The Story of Arcana
This album was never meant to be. When I start a project I always like to have far more songs than I actually need. Songs grow in different ways during the production process. Some you thought were major creations can lose steam and fail to grow as different arrangements and instrumentation are examined. Others surprise you by going from nothing more than passing thoughts to become cornerstones.
I was following my usual process, developing something like 30 songs, headed towards an album that, as yet, was unnamed. A song came along that seemed important. So much so that for a short time it became the working title for the album. That song was One Day At A Time.
Then life got complicated. I moved from Santa Fe, New Mexico, to Portland, Oregon. I gave up my studio in the process. And just before the move I lost a lot of files, the combined effect of technological gremlins and my own inexperience as a sound engineer.
I was devastated. I now faced the prospect of starting over. But in different studios, with a different mindset, and different musicians.
All I had were rough mixes I had done of 21 songs as the process was unfolding.

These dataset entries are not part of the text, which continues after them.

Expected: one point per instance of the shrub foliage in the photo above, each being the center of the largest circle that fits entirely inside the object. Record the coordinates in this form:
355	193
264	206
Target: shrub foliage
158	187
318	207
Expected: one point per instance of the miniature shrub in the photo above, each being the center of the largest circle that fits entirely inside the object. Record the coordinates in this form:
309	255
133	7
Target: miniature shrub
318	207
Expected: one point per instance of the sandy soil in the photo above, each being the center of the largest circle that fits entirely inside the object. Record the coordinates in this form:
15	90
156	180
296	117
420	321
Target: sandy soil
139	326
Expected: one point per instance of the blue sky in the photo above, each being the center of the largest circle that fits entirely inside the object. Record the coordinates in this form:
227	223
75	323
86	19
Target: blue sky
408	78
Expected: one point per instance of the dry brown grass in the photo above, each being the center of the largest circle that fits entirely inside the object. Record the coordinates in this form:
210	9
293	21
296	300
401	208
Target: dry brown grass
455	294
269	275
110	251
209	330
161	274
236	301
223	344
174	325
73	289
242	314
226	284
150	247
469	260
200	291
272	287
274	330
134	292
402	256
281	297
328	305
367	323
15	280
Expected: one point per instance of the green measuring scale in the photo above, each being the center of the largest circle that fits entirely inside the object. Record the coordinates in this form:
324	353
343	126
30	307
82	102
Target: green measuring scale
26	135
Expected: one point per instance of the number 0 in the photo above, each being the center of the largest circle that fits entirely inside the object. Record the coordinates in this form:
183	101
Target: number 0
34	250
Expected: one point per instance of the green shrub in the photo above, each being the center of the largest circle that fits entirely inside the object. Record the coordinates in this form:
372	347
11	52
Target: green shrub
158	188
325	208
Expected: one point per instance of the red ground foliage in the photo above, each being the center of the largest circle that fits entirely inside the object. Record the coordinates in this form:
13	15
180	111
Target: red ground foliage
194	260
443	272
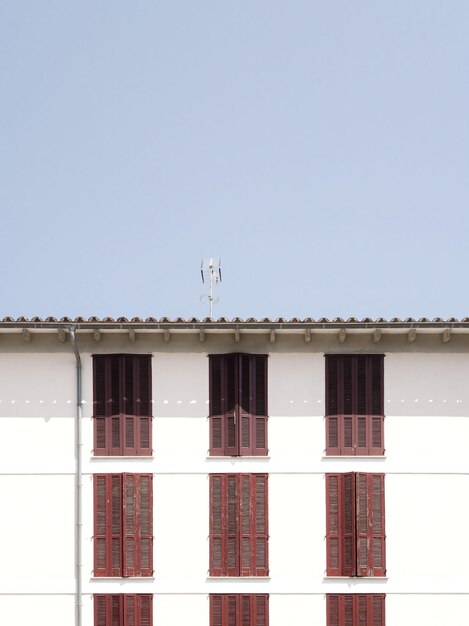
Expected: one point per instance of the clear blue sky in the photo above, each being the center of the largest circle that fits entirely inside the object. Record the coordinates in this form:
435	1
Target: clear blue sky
320	148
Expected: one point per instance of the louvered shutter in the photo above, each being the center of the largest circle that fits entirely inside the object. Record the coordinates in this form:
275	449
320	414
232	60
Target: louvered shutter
224	526
253	524
253	405
217	525
355	610
260	524
137	525
145	526
122	405
340	524
101	610
130	614
239	610
107	525
238	405
354	405
377	540
145	609
370	525
130	525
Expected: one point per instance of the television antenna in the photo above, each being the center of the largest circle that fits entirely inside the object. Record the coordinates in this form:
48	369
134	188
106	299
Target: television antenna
211	273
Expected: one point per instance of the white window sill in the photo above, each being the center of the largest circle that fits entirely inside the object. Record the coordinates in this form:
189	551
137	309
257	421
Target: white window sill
120	457
122	578
357	579
237	458
349	457
237	578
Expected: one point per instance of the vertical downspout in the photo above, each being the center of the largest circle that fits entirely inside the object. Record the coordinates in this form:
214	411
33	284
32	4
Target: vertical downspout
78	484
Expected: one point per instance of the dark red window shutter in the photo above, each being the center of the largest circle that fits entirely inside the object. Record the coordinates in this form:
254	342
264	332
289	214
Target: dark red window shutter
355	533
340	526
355	609
238	525
107	525
122	404
354	404
123	610
123	536
145	527
239	610
370	525
238	405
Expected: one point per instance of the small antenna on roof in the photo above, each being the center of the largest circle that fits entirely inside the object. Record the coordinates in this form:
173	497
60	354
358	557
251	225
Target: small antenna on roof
211	273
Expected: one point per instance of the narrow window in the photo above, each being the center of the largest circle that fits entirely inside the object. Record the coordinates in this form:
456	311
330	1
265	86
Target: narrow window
239	609
122	404
354	404
238	525
355	610
123	521
123	609
355	524
238	405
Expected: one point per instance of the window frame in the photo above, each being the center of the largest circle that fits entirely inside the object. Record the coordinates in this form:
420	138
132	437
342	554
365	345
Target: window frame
239	539
235	431
355	532
367	609
122	541
124	601
258	609
116	430
354	425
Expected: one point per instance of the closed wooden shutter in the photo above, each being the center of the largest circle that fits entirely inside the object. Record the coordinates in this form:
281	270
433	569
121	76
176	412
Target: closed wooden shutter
370	525
123	610
238	525
238	405
239	610
340	526
355	533
107	525
123	536
355	609
122	405
354	404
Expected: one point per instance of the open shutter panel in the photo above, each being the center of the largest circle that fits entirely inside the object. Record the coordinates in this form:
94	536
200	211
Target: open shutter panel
231	414
145	524
215	405
144	407
259	406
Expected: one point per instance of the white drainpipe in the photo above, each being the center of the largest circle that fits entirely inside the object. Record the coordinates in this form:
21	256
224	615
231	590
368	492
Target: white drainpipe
78	483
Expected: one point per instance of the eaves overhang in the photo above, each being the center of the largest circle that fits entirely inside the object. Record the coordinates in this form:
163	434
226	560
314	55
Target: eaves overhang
281	325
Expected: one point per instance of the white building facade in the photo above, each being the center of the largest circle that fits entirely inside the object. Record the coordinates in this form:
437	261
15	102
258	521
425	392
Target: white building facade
126	503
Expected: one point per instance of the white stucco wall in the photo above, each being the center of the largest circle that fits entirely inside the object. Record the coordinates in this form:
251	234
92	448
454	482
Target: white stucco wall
426	434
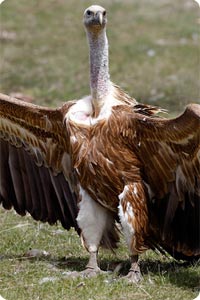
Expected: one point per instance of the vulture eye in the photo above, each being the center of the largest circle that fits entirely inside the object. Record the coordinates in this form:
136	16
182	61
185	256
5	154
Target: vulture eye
89	12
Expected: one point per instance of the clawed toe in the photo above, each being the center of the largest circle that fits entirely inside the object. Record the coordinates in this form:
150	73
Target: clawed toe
87	273
133	276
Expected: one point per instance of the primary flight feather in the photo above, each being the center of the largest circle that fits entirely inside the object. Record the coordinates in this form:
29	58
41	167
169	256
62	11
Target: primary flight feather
105	159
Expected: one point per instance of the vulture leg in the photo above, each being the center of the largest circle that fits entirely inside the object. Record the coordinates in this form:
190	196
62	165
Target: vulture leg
134	220
92	220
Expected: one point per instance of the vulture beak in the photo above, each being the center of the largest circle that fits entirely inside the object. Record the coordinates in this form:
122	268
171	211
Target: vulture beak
99	17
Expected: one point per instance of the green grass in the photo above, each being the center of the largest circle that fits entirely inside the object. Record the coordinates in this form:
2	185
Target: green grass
23	278
46	57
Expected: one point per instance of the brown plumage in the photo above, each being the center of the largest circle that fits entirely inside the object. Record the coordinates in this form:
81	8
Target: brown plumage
101	160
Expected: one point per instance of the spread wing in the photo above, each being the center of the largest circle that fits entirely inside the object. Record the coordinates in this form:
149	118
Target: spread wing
35	165
169	151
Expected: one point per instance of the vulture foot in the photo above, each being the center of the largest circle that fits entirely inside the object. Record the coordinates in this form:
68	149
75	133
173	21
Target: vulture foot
134	276
87	273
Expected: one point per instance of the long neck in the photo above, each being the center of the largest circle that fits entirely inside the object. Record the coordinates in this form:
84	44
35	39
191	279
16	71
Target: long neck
99	68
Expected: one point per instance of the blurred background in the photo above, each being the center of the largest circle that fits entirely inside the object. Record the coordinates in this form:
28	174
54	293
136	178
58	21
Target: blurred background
154	50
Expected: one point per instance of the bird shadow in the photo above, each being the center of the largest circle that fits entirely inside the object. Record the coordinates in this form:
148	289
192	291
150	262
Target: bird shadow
181	274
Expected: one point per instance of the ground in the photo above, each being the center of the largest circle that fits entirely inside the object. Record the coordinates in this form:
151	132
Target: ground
154	53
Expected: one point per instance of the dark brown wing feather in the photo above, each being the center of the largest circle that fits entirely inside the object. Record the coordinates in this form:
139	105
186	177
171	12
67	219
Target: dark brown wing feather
33	148
169	151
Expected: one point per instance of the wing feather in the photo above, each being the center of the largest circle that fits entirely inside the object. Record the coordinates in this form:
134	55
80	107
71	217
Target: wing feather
169	150
34	178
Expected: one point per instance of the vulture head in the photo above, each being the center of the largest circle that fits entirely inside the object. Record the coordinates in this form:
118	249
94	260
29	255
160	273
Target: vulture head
95	18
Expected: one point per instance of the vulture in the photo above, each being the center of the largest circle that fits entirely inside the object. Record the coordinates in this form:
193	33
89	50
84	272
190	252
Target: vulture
105	164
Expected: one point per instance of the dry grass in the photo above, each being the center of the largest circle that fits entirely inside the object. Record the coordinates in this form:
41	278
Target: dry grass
154	52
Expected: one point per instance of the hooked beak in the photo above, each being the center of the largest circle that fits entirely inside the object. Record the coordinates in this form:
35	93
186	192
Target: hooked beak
100	18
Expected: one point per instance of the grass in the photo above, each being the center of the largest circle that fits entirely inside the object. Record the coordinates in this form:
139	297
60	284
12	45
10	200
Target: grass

I had created these mixes to evaluate parts I had just added. Electric guitar, dobro and keyboard parts I’d played myself – even lead guitar on My Father’s Son – always intending that these would be replaced by more talented players.
I took time away from the whole, frustrating mess. Then, listening to the rough mixes again after many months of inactivity, I found I liked them. And the idea of putting out all 21 songs began to take shape.
There was a quality to the writing, I thought. There was a quality, or I should say a tone, to the voice, I thought. These songs were born together – although some lyrics date back much further – and they seemed to want to stay together. There was much in the way of personal revelation and openness in these songs and the title Arcana came out of the blue. Yes it links to the Tarot, which I then used in the packaging design, but it is a word that means “secrets and mysteries.”
I added “The Lost Songs” in recognition that this is not a typical polished studio album. It is more like being allowed to listen in on a rehearsal. Like being given access to an earlier stage of the development of the songs. It will please some people and annoy others. So be it.
My thanks to Ben Durfee (drums) and Sam Bevan (bass) who appear on all tracks where their instrument is featured. To Tom Hampton (lap steel, baritone guitar and mandolin) who added his magic to a few tunes, most notably One Day At A Time and Reality Will Break Your Heart. And to Peter Farrell (keys on The Dreams Of Men) and Deborah Domanski (vocals on Love Ain’t Easy). My apologies to all of them for exposing their work in this ‘unfinished’ manner. Personally, I like the sometimes raw, natural, un-produced nature of these performances.
But my greatest debt of gratitude is to Rob Eaton. Rob agreed to master these mixes even though he knew there was a very limited amount of ‘fixing’ he could do. We had a simple agreement: he would make them sound as good as they possibly could. And I think he achieved that goal. Any shortcomings are mine.